I’m pretty sure I need to reapply these methods, as I’ve been sitting with a lot of heavy feelings regarding my spirituality lately. I’ve tried to untangle the knot of ugly thoughts in my mind, but I only seem to end up more tightly bound in them than before. I fret endlessly over whether I’m “good enough” or “doing things the right way.” It’s a cycle of self-doubt that I’ve acknowledged repeatedly, but can’t ever seem to break.

I think it’s time to reapply these methods to my inner critic. Who are these thoughts serving, and are they really helpful? I’ve struggled with negative self-talk my entire life. It’s an intruder in my mind and I’m about to tell it to fuck off. Unkindly.

An Anecdote

Have you ever played with a spirit board? You know, like one of those Ouija things that Parker Brothers sells. When I was a child, they were incredibly popular! Well, at least among my little circle of friends…

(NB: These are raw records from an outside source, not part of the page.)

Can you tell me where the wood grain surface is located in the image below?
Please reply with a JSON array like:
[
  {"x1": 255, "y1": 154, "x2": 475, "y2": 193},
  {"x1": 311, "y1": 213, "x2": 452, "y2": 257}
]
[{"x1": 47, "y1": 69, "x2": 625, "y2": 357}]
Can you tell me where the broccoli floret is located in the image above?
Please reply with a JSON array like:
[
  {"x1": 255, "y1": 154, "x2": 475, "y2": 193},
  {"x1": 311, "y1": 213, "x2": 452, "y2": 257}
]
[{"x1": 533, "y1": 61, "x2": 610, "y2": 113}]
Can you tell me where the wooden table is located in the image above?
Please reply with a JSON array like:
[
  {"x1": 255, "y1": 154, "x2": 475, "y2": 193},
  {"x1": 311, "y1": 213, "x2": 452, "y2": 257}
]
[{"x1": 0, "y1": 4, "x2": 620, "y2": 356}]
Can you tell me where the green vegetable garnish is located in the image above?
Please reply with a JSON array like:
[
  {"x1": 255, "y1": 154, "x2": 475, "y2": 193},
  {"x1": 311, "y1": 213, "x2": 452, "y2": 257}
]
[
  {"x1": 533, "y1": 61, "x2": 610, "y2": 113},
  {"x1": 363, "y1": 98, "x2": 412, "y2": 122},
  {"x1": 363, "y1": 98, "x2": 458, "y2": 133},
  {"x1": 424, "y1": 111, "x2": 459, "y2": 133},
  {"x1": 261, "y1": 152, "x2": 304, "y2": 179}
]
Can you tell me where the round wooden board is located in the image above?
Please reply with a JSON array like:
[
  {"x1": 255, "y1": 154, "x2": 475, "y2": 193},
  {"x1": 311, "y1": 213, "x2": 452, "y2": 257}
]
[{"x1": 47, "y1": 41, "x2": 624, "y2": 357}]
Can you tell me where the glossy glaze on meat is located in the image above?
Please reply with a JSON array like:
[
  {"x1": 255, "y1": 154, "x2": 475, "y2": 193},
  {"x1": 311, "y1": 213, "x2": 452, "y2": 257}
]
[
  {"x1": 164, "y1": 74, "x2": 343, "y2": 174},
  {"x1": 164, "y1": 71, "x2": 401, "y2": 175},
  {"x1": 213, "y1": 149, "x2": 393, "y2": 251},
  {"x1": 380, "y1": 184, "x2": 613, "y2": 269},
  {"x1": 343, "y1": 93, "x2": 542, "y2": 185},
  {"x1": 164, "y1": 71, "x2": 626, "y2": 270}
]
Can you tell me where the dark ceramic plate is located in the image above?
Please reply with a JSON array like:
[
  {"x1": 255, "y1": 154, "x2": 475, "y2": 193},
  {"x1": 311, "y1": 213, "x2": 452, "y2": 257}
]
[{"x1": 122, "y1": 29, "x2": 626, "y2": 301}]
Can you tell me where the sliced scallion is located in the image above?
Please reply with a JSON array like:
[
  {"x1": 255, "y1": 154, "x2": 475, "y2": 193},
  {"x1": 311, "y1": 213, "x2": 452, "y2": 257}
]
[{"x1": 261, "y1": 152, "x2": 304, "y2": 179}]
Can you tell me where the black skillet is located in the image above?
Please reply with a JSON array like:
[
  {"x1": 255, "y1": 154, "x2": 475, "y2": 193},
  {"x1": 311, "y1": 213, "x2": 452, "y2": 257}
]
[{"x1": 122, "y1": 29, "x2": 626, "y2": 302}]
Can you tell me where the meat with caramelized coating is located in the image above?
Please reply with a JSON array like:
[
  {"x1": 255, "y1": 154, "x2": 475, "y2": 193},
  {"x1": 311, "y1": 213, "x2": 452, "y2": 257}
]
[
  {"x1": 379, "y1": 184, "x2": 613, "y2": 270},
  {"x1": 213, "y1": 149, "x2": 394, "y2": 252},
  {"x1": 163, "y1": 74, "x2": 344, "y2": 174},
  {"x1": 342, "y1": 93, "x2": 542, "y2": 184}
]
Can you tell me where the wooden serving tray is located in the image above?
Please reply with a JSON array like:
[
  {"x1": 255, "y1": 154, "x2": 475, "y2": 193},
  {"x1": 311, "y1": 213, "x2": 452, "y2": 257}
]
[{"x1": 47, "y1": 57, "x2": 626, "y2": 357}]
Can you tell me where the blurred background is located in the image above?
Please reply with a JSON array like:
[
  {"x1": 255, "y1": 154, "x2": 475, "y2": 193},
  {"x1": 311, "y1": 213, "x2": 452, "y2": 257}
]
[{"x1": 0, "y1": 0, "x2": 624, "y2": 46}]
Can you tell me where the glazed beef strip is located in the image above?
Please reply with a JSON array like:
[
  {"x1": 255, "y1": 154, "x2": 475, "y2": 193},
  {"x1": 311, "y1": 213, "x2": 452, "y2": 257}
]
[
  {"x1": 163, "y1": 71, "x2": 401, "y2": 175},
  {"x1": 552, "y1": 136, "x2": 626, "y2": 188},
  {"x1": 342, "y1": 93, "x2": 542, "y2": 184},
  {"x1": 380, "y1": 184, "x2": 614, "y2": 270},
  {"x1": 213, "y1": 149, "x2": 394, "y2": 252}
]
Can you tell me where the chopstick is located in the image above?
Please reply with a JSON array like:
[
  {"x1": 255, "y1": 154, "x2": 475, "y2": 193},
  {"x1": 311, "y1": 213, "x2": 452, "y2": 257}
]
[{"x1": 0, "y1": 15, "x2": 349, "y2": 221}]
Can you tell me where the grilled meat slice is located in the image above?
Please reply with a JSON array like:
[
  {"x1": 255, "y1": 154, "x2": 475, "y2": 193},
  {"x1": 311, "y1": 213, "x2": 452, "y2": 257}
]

Now, I was probably the only child in our neighborhood who ever played with a Ouija board without ever trying to “cheat” on my friends to scare them. I swear this to you on Sarasvati, and on my vows as an Upashika. I never faked a Ouija reading. My friends were rarely so pure-hearted. I had a babysitter once produce a reading that said I would marry the neighbor boy I always hung out with. Of course, she also gave me the nickname “Anus,” so there is that…

Then there was the one time I actually managed to get something on the “other end,” so to speak.

My friend and I were alone upstairs in the aforementioned Anus-nicknaming Babysitter’s house. It was very, very quiet. We’d done a couple of “readings.” (My friend pushing the planchette, I’m sure). This time, there was something…different…about the way the planchette was moving.

My friend stared at me. Her eyes were wide. She was startled. Terrified. I smiled at her. Why not? I was still having lots of fun. Why was she looking at me like that?

Stop pushing it! she gasped.

I looked down at the planchette. It kept moving. I looked up and furrowed my brows. “You stop pushing it,” I said, certain she was trying to play a trick on me. But when I looked back up, she was still staring, wide eyed. Uh…no. She was scared.

Then she started screaming her head off.

What else was I to do? I began screaming as well, and we both ran out of the room and down the stairs looking for Anus Babysitter, convinced that some horrible evil spirit was chasing us.

And for what it’s worth, the spirit had actually been quite friendly.